Subgroup lattice and quotient lattice of finite abelian group are isomorphic

Statement

Let $G$ be a finite abelian group and let $L(G)$ be the lattice of subgroups (i.e., the set of subgroups with the partial order of containment) of $G$.

Statement in terms of anti-automorphism of the subgroup lattice

There is a set map $\alpha:L(G) \to L(G)$ such that:

1. $\! H \le K \iff \alpha(K) \le \alpha(H)$.
2. $\alpha(H)$ is isomorphic to $G/H$.
3. $\alpha^2$ is the identity map.

The map is not canonical, but it is canonical up to pre-composition by automorphisms.

Note that (2) in particular shows that $H$ is the kernel of an endomorphism of $G$ with image the subgroup $\alpha(H)$ (specifically, take the quotient map to $G/H$ and compose with the isomorphism to $\alpha(H)$. Thus, it shows that every subgroup of a finite abelian group is an endomorphism kernel. Similarly, it shows that every subgroup of a finite abelian group is an endomorphism image.

Proof

Denote by $\hat{G}$ the Pontryagin dual of $G$, i.e., the group of homomorphisms from $G$ to the circle group under pointwise multiplication.

By fact (1), $G$ is isomorphic to $\hat{G}$. Let $\sigma: \hat{G} \to G$ be one such isomorphism.

Then, we define:

$\alpha(H) = \sigma(\beta(H))$

where:

$\beta(H) = \left \{ f \in \hat{G} \mid H \subseteq \operatorname{ker}(f) \right \}$.

We now check the three conditions:

1. $\! H \le K \iff \alpha(K) \le \alpha(H)$: If $H \le K$, then any element of $\hat{G}$ that has $K$ in its kernel also has $H$ in its kernel. Thus, $\beta(H) \le \beta(K)$. Applying $\sigma$ preserves the containment.
2. $\alpha(H)$ is isomorphic to $G/H$: $\beta(H)$ is the group of homomorphisms from $G$ to the circle group with $H$ in the kernel.

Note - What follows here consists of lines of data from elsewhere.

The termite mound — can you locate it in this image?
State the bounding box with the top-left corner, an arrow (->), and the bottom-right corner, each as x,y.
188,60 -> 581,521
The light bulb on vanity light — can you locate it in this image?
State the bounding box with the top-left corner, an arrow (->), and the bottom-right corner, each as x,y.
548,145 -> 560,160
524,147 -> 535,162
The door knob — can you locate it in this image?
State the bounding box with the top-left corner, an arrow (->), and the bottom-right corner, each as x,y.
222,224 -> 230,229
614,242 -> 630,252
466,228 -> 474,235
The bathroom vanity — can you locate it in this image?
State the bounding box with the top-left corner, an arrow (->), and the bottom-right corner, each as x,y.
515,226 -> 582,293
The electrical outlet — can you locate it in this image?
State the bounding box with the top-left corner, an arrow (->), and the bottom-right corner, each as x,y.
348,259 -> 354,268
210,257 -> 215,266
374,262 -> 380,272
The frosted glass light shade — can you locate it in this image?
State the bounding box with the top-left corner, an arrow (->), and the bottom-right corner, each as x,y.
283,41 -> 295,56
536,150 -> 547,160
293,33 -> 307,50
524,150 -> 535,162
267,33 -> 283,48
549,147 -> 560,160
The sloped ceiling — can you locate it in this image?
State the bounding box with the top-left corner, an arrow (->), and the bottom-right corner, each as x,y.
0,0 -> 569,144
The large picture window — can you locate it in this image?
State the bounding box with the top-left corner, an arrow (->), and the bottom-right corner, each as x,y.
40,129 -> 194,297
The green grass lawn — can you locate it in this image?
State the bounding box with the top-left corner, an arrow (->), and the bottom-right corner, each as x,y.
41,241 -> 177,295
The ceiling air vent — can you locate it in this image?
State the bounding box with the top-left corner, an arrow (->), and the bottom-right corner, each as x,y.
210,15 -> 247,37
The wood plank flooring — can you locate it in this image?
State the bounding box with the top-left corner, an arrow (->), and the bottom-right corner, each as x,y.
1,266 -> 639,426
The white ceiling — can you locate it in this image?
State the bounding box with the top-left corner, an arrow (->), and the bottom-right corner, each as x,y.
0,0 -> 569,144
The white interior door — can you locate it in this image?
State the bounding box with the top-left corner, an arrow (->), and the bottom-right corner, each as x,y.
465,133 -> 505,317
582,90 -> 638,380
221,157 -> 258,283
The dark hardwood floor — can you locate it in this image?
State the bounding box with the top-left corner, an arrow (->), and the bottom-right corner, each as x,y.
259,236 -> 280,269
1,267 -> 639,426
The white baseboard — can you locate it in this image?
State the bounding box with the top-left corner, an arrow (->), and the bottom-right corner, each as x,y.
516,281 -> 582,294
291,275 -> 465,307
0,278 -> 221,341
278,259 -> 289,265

These are naturally identified with the group of homomorphisms from $G/H$ to the circle group, which is $\hat{G/H}$. By fact (1), this is isomorphic to $G/H$. Thus, $\alpha(H) = \sigma(\beta(H))$ is isomorphic to $G/H$.
3. $\alpha^2$ is an automorphism: First, consider the map $\beta:L(G) \to L(\hat{G})$. Define the map $\hat{\beta}$ as the analogue of $\beta$ from $\hat{G}$ to $\hat{\hat{G}}$. Denote by $l_\sigma$ the map induced by $\sigma$ on $L(\hat{G}) \to L(G)$. Then, $\alpha = l_\sigma \circ \beta = \hat{\beta} \circ l_{\sigma}^{-1}$. Then, $\alpha^2 = \hat{\beta} \circ \beta$, which is the identity map.